One way to make it clear what pronouns should be used is to wear a pronoun pin. We have made a range that’s cute and colourful … a way to get the conversation going.


Google Away Your Curiosity.

In being respectful of trans people’s identity, not making assumptions about their sexuality is also part of it. It is natural to feel curious about trans people’s lives, however, to avoid making them uncomfortable with potentially intrusive questions, do some online research about anything that is unclear. Maintaining an open line of communication with a trans loved one is essential, but again, there is a line between openness and intrusion, so try to ask your loved one what their boundaries are so you can respect them. The main goal is always to support them in their journey.


How to be the best transgender ally


Do What You Can to Be the Best Possible Ally.

It is also worth noting that if you know someone is transitioning, there may be difficulties for you to accept it emotionally at first. If this is the case, seeking help is key. This can either be done through websites, such as Mermaids, or through professional help. By getting support as a trans ally, it will, in turn, help you support your trans loved one better.

It's also important for trans allies to advocate for the wider trans community, beyond their own trans friends / family. There are many ways to achieve this. If you encounter someone being outwardly transphobic, either by purposefully using the wrong pronouns when referring to a trans person, or ‘dead-naming’ them, you should defend the rights of the trans community. This may help to reduce transphobic comments being made openly.

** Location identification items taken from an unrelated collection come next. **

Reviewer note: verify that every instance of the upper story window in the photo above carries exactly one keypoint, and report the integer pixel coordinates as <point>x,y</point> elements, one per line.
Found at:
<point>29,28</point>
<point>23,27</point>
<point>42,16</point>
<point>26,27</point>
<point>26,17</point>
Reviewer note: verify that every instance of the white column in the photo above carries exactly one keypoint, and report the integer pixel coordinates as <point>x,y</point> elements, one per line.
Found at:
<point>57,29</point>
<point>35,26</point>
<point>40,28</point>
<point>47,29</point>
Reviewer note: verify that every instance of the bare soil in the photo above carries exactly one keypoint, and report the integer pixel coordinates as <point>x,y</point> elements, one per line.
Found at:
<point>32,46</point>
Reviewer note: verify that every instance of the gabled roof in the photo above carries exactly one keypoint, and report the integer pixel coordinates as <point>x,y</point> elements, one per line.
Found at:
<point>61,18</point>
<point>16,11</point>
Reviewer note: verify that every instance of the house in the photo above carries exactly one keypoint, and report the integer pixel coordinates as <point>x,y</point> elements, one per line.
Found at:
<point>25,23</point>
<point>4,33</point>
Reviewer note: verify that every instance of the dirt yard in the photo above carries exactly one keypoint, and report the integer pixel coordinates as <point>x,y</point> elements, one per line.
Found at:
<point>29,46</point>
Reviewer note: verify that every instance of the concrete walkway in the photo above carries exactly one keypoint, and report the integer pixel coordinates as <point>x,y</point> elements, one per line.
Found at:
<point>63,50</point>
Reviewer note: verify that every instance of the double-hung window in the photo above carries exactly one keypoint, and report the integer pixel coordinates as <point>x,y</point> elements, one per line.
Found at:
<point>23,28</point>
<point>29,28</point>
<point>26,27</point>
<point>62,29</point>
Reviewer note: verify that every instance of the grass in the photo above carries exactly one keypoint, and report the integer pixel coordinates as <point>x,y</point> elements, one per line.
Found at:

If you are attending a pride event, but don’t identify with any of the specific flags within the LGBT or trans community, then you could consider wearing an Ally Pin Badge to show your support.

Besides this, there are several charities you can support in the UK that advocate for the trans community. There is the MindLine Trans helpline, the Stonewall charity that strives for LGTBQ+ equality, and finally TransUnite which lists trans support groups throughout the country. Drawing attention to such an organisation may help trans people find safety in their communities.

As a community that has faced rejection and exclusion, being a trans ally is essential to help people find the equality and support they deserve.